Other improvements include $8 million in upgrades to the existing runways and new outdoor parking spaces for small planes. About 95 percent of the improvements have been paid for by the federal government, Perry said.

Despite the larger outdoor space, Perry said, hangars are always a better place to park an aircraft.

“It’s much better for airplanes to be under a hangar than out in the sun,” he said.

The airport began as a dirt airfield in 1929, after the Goodall family donated the land to the town. A Works Project Administration project in the 1930s expanded the runways to a configuration nearly identical to that in use today, and paving the runways led to the U.S. Navy using it in the 1940s as an auxilary airfield. A recent aerial photograph of the field still shows a 1,000-foot stretch of runway once used by Navy pilots to practice short landings, in preparation for landing on aircraft carriers.

The airport made some headlines in 2007, when a dispute with operator Sanford Air over leasing fees led to the town evicting the company. The company then waged a bitter civil battle in court, but eventually lost.
Despite the dispute, the airport has continued to grow. Today, the Federal Aviation Administration estimates some 76,000 takeoffs and landings there annually. Between building property taxes from about 30 different hangar and building owners, and lease payments made by those same owners, the town makes between $135,000 and $140,000 off the airport every year, Perry said. With an operating budget of about $210,000, Perry said, he is optimistic that the airport’s continued growth means it will soon be paying for itself, and then some.

“The goal, ultimately, is to make the airport self-sustaining,” he said.

It is a general aviation airport, which means there are no military or major commercial airline operations there, but it is the second-largest airport of its kind next to the Lewiston/Auburn airport, Perry said.
James Nimon, executive director of the Sanford Regional Economic Growth Council, said another factor in the airport’s growth is new legislation last summer that abolished a “use tax.” The old law required that anyone who bought a plane in a state without sales tax, but then moved the plane to Maine, had to pay the state of Maine a sales tax fee.
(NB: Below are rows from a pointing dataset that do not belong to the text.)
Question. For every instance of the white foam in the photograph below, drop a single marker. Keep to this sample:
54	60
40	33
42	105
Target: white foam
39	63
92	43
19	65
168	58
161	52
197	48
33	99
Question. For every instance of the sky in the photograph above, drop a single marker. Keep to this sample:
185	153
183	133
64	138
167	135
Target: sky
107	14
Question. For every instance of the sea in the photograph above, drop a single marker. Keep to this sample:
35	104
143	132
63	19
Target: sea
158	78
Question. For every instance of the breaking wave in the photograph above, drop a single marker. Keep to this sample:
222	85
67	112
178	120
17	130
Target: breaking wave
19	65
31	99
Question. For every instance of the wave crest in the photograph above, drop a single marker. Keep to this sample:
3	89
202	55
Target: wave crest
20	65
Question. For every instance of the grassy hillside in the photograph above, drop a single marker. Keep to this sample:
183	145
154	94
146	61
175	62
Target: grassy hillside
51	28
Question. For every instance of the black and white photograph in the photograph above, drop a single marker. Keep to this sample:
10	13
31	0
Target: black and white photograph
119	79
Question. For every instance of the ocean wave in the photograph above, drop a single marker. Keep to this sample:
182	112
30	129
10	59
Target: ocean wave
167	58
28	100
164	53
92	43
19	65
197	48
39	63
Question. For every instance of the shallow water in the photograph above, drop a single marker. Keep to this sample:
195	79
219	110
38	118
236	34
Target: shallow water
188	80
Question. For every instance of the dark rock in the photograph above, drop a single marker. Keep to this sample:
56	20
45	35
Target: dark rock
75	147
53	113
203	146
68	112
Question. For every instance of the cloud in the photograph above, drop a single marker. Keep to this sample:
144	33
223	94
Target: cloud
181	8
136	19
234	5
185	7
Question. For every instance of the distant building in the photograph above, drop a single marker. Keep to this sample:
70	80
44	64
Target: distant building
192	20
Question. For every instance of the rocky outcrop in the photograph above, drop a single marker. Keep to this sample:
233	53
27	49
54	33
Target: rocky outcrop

“It certainly put Sanford on the map,” Nimon said of the move to eliminate the tax.

Nimon said renovations to the airport during the recession were essential in anticipation of the recession ending. One thing economic developers have learned, he said, is that communities need to prepare for the end of a recession, even when it seems like there’s no end in sight.

“They feel like baby steps to us now,” he said of some of the more recent developments like the hangar expansion. “(But) you have to do the preparatory stuff.”

Now, Nimon said, with other signs indicating the country may be finally clawing its way out of hard economic times, it’s time to make the airport the cornerstone of commercial and industrial recovery in the area. Nimon said he and the council are working on a new marketing plan for the airport, including a website and promotional materials.

“Certainly there’s a lot of pieces to that,” he said.

Perry said the hope is to see more people flying to Sanford, but he sees the airport as more than just a stopover point for people visiting friends on the coast.

“We would like a nice, healthy mix of aircraft here,” he said.

Perry said he hopes marketing plans can draw in a commercial corporate air service. Many of these companies already exist, flying corporate clients in and out of Boston, but storing small jets at Logan International Airport is expensive. Parking in Sanford is cheaper, he said, and flying a jet from Boston to Maine literally takes minutes to do.

There is also plenty of room, he said, for companies wishing to set up aircraft repair and maintenance shops, a natural offshoot of new growth at the airport.

“Like the governor says, we’re open for business, and we have a lot to offer,” he said.